The government issued a statement on Wednesday, outlining its intentions to issue $63 billion of nominal bonds to help repay the debt, with $36 billion in net issuance given that $27 billion is set to mature.

A further $4 billion of inflation-linked bonds will also be issued for the 2014-15 financial year.

Economists at both Westpac and National Australia Bank expect rates to move higher at the end of 2015, while ANZ thinks rates will move higher in the first half of next year.

The official cash rate is currently at 2.5 per cent and hasn’t moved since last August last year when it was cut by 25 basis points.

BT Investment Management head of income and fixed interest Vimal Gor said the cash rate was unlikely to move higher until the end of 2015, given that economic growth is likely to slow because of some of the measures announced in Tuesday’s budget.

“The key thing from the budget is that it impacts an already weak household sector. Rates are unlikely to rise until the end of 2015, at the earliest,” he said, adding that this may exacerbate the level of gearing among corporates and at the household level as people take on more risk in pursuit of yield given economic growth is slow.”

A key measure of confidence, the ANZ-Roy Morgan weekly consumer confidence index fell by 4.2 per cent to 106.3 points in the week ending May 4 – this is currently below the average reading of 113 points and is the worst since the global financial crisis.

UBS interest rate strategist Andrew Lilley said the tightening up of the budget deficit has been just enough to protect Australia’s reputation as the gold-plated AAA sovereign, but not by so much that foreign investors would need to fear a currency collapse from a potential recession.

“Global central banks were happy to increase their holdings of Australian bonds last year, when issuance was at an all-time high. Given this year’s reduction in net issuance of around 20 billion, I think if anything we will see Australian government bonds regain a bit of their scarcity value in this coming year,” he said.

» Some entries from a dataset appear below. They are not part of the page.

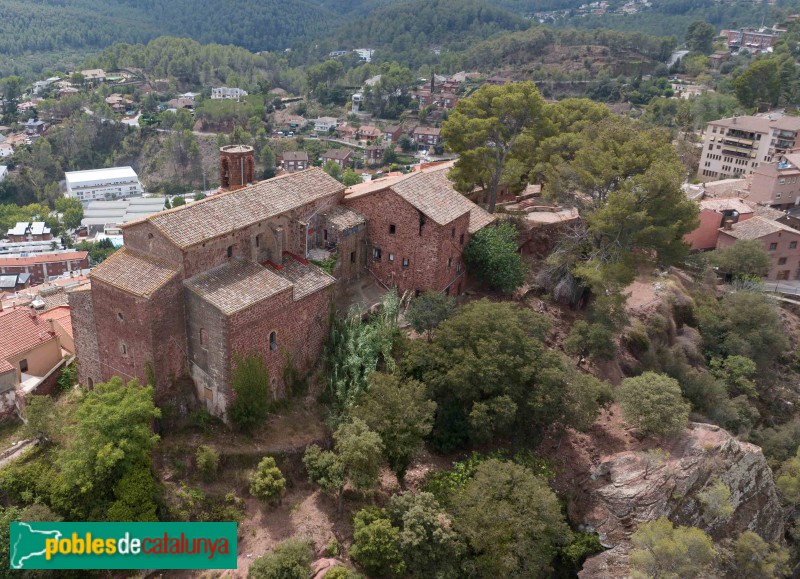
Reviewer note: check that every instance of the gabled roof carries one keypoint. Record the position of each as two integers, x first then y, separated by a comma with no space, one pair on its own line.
432,193
757,227
295,156
226,212
134,272
237,285
340,154
22,330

The government gross issued $80 billion of nominal and $5 billion of inflation linked bonds this financial year, but some of that was just rolling over maturing debt. The total market size of nominal and inflation linked bonds grew by $57 billion and $5 billion in net terms.

Ratings agency Standard and Poor has reaffirmed Australia’s AAA rating in the wake of the budget, despite expectations of a slower return to surplus than was projected a year ago.

UBS Australia chief economist Scott Haslem said budget struck a reasonably good balance between improving the fiscal outlook without tightening too much this year at the risk of halting economic growth.

“Total fiscal drag in 2014 should be around 0.25 per cent, which is not enough to risk de-railing growth but is enough that the Reserve Bank of Australia is now likely to keep interest rates on hold until 2015,” he said.